16 April 2014

Misty Brown Eyes At The Bay Bali

    Donita tak pernah tau ada semburat cinta yang selalu kupancarkan untuknya. Dia selalu tak peduli, terlalu sibuk dengan segala urusan dan gadget-gadget tercintanya. Mata cantiknya itu tak pernah digunakan untuk menikmati keindahan sekitarnya. Misty brown eyes kalau boleh kubilang. Deretan angka, email dan presentasi bisnis saja yang dihiraukannya. 

    Kemampuannya untuk menaikkan trafik penjualan di divisi marketing memang tak ada yang meragukan. Product knowledge yang dikuasainya membuat Donita cas cis cus saat melakukan presentasi di hadapan calon pembeli. Biasanya sekali melihat Donita presentasi, potential customer akan langsung menurunkan Purchase Order. 

    Aku bangga sekali dengan kepiawaian Donita. Tak sia-sia aku merekomendasikan dirinya kepada big boss waktu itu. Meskipun pada awalnya aku sendiri kurang yakin akan kemampuannya, kini semuanya berbuah manis. Saat itu aku sekedar menolongnya. Primadona kampus yang karena satu dan lain hal tak juga kunjung mendapatkan pekerjaan. Teringat kembali pembicaraan dua tahun yang lalu itu. 

    “Sungguh Pram? Kau bisa merekomendasikan aku masuk ke perusahaan tempatmu bekerja tanpa harus tes macam-macam?” tanyanya seakan tak percaya. 

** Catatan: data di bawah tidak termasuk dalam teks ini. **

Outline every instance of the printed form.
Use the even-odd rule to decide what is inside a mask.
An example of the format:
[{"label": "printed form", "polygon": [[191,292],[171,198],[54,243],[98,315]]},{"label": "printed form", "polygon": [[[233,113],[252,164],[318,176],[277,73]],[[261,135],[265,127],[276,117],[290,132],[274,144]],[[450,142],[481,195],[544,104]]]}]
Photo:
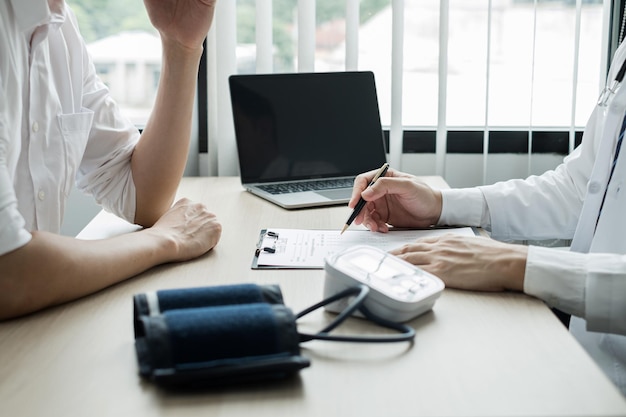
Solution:
[{"label": "printed form", "polygon": [[389,251],[428,236],[454,233],[476,236],[471,227],[420,230],[308,230],[268,228],[261,231],[253,268],[324,268],[324,259],[355,245]]}]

    “Asalkan kaujanji tak akan membuatku malu, kerjaanmu beres, tutup order terlampaui, apa lagi?” jawabku enteng. Ya, aku memang sedang butuh asisten handal di divisiku. Keluar masuk orang di posisi itu, belum ada yang membuatku merasa cocok untuk mempertahankannya. Biasanya habis masa percobaan tiga bulan aku tak akan memperpanjangnya. Jadi, apa salahnya kalau kali ini aku memasukkan Donita di posisi itu meskipun dia memiliki satu kekurangan yang mungkin hanya aku yang tau di kantor ini. Toh bila memang dia tidak capable, aku bisa tidak memperpanjang kontraknya. Paling tidak aku sudah menolongnya sesuai kemampuanku. 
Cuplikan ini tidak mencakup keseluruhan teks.